Last week, the notorious Islamic Revolutionary Guard Corps (IRGC) attacked and fired at fuel porters in Saravan, a city in the province of Sistan and Baluchestan.
IRGC’s killing and injuring of the porters
The National Council of Resistance of Iran (NCRI), and the People’s Mujahedin of Iran (PMOI / MEK Iran) reported these porters were simply trying to scrape together enough income in order to be able to feed their families, but they have been targeted by authorities on a number of occasions in the past.
Locals in nearby towns and cities were outraged by the IRGC’s killing and injuring of the porters and took to the streets of Suran.
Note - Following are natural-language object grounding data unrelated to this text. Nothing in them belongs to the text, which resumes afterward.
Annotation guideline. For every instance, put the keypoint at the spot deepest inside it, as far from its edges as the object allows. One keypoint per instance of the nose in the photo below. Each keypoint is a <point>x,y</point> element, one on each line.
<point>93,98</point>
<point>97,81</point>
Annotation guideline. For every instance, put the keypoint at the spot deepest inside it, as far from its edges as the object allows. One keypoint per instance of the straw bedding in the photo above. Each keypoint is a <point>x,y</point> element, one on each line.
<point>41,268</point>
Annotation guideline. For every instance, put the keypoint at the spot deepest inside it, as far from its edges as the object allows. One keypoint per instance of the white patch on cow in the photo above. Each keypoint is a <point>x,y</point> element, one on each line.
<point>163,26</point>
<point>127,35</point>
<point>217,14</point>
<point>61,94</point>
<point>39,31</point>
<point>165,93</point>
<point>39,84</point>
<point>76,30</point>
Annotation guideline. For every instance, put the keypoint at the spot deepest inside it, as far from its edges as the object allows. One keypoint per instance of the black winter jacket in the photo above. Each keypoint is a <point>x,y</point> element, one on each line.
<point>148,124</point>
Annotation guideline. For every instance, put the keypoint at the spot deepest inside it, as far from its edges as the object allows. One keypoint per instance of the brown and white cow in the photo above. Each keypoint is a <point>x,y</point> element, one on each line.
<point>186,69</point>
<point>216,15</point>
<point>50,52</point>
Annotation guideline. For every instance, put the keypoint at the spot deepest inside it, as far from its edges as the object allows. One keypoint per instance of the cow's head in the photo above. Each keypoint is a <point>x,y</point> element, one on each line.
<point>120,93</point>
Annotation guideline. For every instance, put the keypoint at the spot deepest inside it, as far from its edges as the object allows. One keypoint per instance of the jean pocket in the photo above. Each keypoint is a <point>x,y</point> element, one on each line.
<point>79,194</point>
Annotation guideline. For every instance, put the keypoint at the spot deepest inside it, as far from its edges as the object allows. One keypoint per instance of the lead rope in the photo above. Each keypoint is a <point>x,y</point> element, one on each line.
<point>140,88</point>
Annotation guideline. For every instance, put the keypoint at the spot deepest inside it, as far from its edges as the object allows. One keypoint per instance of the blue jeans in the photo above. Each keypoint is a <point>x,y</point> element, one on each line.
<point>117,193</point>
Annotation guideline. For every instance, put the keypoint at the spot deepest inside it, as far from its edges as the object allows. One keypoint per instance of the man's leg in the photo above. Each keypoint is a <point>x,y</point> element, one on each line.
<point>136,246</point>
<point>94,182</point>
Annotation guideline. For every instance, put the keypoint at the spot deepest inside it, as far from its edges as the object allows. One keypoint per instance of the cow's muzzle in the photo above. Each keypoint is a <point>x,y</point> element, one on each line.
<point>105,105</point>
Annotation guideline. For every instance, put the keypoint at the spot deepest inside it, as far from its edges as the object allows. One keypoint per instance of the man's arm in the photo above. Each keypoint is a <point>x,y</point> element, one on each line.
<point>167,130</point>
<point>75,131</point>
Reports indicate that more than 40 protesters were gunned down by security forces.
The province of Sistan and Baluchestan is one of the poorest parts of the country and the porters around the border areas have been simply trying to make a living so they can feed their families.
One of the reasons why poverty is so rife in this region is because the regime, because of religious differences, imposed an economic and subsistence prohibition on the people.
Some families have been given a special card in order to be able to sell a certain amount of fuel across the border into Pakistan, but the IRGC takes the vast majority of their income.
When the IRGC killed and opened fire on fuel traders at the end of last month, the anger from the locals sparked protests and disdain towards the authorities.
Poverty is also rife in the province because, as explained by the state-run Mostaghel publication, the people “have been literally eliminated from the country’s industry and trade spheres”.
The publication also highlighted that the border provinces in Iran are “under special security supervision” because of the number of ethnic minorities and that the cities in these provinces have widespread poverty. It wrote: “The damages suffered by locals in these provinces have for years been neglected by officials in Tehran.”
What makes the situation for these people even worse is that the regime spends billions of dollars per year on the funding of terrorist activities, proxies and militias, and its ballistic missile and nuclear programs.
The regime cannot use the excuse that the country simply does not have the funds to help the poorest in society when it gives astronomical amounts of money to Hezbollah and Assad’s regime in Syria, for example.
It is very hard to see how the situation can improve in the province given the very few resources that are accessible to the people. Many children are deprived of the most basic of education and illiteracy is a major problem. Females, as is common across the rest of Iran, are even less likely to have access to education.
The people of the abandoned, neglected, and impoverished provinces of Sistan and Baluchestan are faced with many challenges in their everyday lives. To come up against the brutality and violence of the IRGC while people are going about their own business is something that has quite rightly sparked unrest.
The people have very little to lose and are courageously standing up to the regime. Thankfully they have the solidarity of their fellow citizens that will also not accept this treatment.